Face à l’ennemi qui contrôle autour de 40% du territoire, les autorités burkinabè multiplient des stratégies diverses qui ont à l’évidence jusqu’à présent été en deçà des attentes de la population, d’autant plus que l’objectif principal de la junte militaire demeure la reconquête du territoire. Malgré les assauts menés contre les groupes terroristes, les drames sur les populations sont devenus légion et revêtent des formes de violences multiples.
C’est le cas du village de Karma situé dans la province du Yatenga qui vient de vivre l’horreur suite au massacre de 60 civils qui auraient été tués par des personnes en tenue militaire des forces armées burkinabè.
Cette précision liée aux tenues militaires portées par les supposés criminels amène les observateurs à penser à l’implication des forces armées burkinabè et leurs supplétifs des volontaires de la défense de la Patrie (VDP) récemment recrutés pour venir en renfort à la stratégie du tout militaire prônée par le capitaine Ibrahim Traoré. En effet, c’est justement une semaine qui sépare la mort de 8 soldats et 32 volontaires pour la défense de la patrie intervenue, lors d’une attaque terroriste.
C’est pourquoi, certains observateurs penchent pour la thèse de l’expédition punitive autrement dit les forces armées burkinabè auraient agi en guise de représailles contre les villageois qui abriteraient des terroristes. Le procureur parlant de « personnes arborant des tenues de nos forces armées nationales », on ne connaît donc pas leur identité.
Est-ce que ce sont des militaires ? Ou bien des personnes qui ont dérobé ces uniformes ? Les investigations devront tenter de le déterminer. Le procureur dans sa communication faisant état de « personnes arborant des tenues de nos forces armées nationales », dont on ne connait pas l’identité. Les supputations fusent de partout.
Est-ce que ce sont vraiment des militaires ou des personnes ayant dérobé ces uniformes pour se faire passer pour des éléments des forces armées burkinabè ? Ces quelques interrogations trouveront des réponses, dans des investigations sérieuses et approfondies par la justice qui s’est saisie déjà du dossier.
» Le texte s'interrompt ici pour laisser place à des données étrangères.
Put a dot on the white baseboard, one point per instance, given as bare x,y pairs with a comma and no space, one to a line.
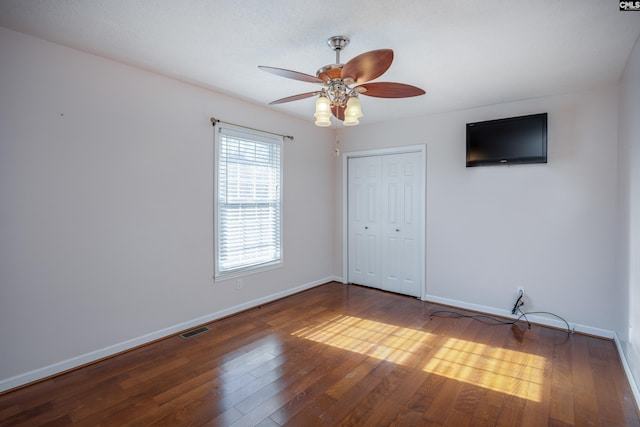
627,369
534,318
75,362
603,333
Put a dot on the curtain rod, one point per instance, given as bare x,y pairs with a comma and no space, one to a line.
214,121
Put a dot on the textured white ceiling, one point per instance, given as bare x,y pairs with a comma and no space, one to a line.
464,53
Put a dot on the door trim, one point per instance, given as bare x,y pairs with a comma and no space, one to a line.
422,149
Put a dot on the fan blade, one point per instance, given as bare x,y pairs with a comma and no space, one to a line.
294,98
389,90
338,112
291,74
368,66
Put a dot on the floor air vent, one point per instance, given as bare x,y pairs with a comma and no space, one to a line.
194,332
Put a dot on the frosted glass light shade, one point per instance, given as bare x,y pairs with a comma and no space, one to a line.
353,112
323,111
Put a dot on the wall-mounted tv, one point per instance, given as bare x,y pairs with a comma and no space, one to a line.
513,140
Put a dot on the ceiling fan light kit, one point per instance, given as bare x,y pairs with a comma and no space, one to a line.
338,97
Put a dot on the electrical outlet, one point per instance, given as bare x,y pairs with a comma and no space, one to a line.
519,300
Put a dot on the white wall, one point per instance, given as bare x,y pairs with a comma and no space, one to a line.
550,228
629,207
106,232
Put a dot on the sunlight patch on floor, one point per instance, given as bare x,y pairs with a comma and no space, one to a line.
506,371
363,336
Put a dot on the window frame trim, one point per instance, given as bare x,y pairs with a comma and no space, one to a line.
265,137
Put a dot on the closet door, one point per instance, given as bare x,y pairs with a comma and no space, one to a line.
401,230
385,202
364,201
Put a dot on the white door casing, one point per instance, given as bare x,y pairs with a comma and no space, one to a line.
385,219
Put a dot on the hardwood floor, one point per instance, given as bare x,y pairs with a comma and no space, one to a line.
343,355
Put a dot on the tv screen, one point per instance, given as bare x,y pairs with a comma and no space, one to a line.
514,140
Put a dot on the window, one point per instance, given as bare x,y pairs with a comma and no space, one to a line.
248,200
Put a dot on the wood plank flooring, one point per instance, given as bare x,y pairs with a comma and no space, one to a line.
342,355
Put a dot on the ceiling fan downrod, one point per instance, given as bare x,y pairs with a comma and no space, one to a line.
337,43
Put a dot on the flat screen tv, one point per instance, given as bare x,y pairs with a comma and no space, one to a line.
514,140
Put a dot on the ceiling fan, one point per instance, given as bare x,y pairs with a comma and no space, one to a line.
338,96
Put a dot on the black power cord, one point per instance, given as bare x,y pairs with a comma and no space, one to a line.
489,320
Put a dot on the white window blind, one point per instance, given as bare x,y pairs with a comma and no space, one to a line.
249,177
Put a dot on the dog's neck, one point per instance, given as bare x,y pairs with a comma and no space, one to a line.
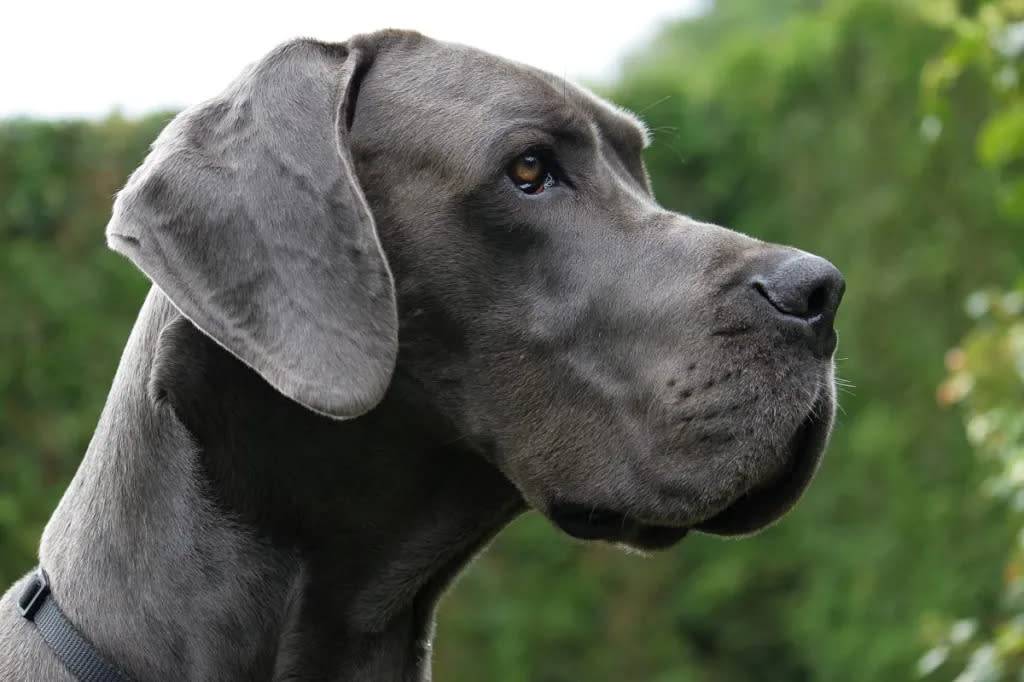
217,530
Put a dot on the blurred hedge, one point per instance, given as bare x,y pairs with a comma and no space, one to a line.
794,121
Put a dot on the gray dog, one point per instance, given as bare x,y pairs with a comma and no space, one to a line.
404,291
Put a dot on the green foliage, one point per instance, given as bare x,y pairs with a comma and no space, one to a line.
797,121
986,373
68,305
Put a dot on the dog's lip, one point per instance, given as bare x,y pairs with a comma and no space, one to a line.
587,522
752,511
768,502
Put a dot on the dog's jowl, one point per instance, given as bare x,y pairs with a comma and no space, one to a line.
402,292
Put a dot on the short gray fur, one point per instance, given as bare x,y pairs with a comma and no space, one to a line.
366,351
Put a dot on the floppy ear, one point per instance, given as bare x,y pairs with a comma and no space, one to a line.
248,215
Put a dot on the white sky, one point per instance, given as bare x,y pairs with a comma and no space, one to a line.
87,57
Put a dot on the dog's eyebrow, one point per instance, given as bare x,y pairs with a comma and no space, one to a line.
566,128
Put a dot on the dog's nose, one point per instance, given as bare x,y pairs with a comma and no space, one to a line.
806,290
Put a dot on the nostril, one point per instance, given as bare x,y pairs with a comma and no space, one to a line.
802,286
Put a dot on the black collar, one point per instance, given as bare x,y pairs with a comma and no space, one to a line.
76,652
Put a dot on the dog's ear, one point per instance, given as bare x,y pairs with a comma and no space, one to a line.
248,215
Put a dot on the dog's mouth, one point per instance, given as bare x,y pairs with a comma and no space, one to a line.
750,512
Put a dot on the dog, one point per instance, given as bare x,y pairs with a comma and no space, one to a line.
402,292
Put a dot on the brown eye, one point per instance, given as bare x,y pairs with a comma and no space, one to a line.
530,173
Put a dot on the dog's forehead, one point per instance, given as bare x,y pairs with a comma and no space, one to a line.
464,96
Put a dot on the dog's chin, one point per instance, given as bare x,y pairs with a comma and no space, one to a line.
750,512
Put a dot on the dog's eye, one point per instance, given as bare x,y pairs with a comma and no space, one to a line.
531,172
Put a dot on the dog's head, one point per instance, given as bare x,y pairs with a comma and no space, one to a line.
346,213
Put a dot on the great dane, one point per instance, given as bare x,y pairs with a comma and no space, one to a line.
402,292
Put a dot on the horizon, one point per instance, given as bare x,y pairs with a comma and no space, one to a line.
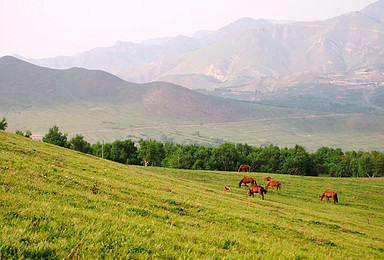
65,28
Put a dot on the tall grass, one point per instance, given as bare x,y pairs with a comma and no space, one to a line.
56,203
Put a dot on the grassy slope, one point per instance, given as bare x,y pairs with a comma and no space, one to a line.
48,209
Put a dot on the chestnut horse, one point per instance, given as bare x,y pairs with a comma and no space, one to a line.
244,168
329,194
247,180
256,189
274,184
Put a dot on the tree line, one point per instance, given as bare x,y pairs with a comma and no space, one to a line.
325,161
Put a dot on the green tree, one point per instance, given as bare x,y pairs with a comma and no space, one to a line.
124,152
78,143
3,124
54,136
18,132
151,152
28,133
366,165
225,157
269,159
296,161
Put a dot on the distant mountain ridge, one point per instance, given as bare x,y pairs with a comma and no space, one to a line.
24,85
101,106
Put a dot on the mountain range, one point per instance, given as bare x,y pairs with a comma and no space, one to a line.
315,84
249,58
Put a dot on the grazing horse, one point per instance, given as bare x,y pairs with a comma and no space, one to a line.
247,180
244,168
256,189
329,194
274,184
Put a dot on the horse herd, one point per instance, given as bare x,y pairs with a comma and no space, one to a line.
254,188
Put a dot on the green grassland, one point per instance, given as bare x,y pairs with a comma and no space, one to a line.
57,203
108,123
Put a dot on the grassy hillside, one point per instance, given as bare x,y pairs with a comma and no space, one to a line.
57,203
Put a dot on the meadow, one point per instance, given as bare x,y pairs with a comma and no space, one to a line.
57,203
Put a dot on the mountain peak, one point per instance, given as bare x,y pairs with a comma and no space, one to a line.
375,10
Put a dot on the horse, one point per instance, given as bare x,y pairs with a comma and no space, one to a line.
256,189
274,184
329,194
247,180
244,168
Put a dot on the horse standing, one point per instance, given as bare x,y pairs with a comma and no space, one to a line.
247,180
256,189
274,184
244,168
329,194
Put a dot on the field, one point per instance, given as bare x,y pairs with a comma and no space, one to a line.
108,123
57,203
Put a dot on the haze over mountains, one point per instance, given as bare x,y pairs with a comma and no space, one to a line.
252,56
315,84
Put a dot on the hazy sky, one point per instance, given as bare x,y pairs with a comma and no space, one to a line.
45,28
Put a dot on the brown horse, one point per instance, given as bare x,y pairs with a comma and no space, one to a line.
245,180
256,189
244,168
329,194
274,184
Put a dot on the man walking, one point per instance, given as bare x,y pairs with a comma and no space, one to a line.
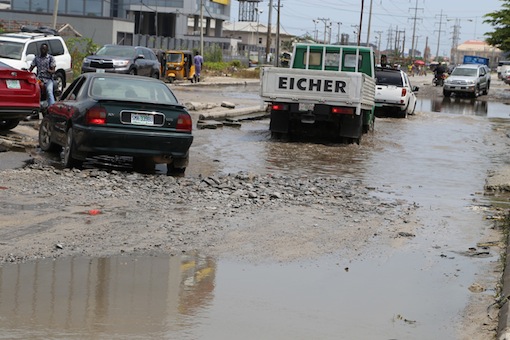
45,64
198,60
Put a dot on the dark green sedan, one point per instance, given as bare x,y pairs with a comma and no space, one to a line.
118,115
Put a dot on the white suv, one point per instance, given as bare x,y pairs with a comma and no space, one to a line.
19,49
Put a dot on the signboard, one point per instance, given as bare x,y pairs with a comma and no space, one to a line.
471,59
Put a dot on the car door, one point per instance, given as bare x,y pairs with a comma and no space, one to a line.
61,113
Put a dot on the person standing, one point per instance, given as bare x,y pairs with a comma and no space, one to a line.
45,64
198,60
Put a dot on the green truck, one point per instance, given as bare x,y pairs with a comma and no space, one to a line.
328,91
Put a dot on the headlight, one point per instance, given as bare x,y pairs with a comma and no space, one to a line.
120,63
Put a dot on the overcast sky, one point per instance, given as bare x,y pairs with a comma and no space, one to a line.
387,15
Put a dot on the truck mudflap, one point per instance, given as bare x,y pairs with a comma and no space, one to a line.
321,122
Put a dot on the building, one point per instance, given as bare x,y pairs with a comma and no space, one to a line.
126,21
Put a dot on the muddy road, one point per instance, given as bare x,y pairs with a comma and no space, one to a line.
391,239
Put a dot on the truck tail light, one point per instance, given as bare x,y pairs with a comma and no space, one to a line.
96,115
184,123
279,107
342,110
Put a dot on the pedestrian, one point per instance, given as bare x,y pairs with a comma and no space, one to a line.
384,60
45,64
198,60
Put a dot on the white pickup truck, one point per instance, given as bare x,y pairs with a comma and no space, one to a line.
394,93
328,91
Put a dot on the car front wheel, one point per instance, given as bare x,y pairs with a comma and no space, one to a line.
8,124
45,142
68,160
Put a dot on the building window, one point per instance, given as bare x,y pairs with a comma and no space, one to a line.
94,8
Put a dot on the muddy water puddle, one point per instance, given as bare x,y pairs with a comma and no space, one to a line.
189,297
416,288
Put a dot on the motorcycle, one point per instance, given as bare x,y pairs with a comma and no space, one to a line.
439,81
Pour rappel, en ce mois d’avril 2023, la justice militaire au Burkina Faso prévoyait une enquête afin de faire « toute la lumière » sur les morts occasionnés par de « graves altercations » à Diori, ville située au Nord du pays entre des soldats et des civils. Ces « expéditions punitives » gagnent en ampleur depuis la mise en œuvre d’offensives souvent dirigées à l’aveuglette par les forces armées qui confondent les populations aux terroristes, qui, il faut le reconnaître se sont souvent logés dans les villages bénéficiant quelque fois de la complicité des villageois.
La tentation à succomber à l’amalgame est grande, surtout lorsque des sentiments de revanche gagnent les militaires ayant perdu leurs frères d’armes. Ce carnage suscite des interrogations sur le professionnalisme des armées agissant souvent en dehors des règles élémentaires du respect des droits de l’homme, même en période de guerre, surtout lorsqu’il s’agit des volontaires pour la défense de la patrie dont la qualité de la formation reste à désirer.
Du reste, gardons espoir que les investigations de la justice permettront de faire la lumière sur des actes aussi lourds de conséquences pour la cohésion sociale au Burkina Faso, afin que la lutte contre le terrorisme ne s’apparente pas à l’extermination des populations. Ce qui aurait pour conséquences de nourrir le clivage déjà prononcé entre les différentes communautés.
D’où l’intérêt d’accompagner l’initiative du chef de Parquet « mon Parquet, saisi de ces faits dont la gravité est avérée, a donné les instructions nécessaires à la sous-unité d’enquête de procéder à tous les actes en vue de les élucider et d’interpeller toutes les personnes qui y sont impliquées », indique le procureur du Faso.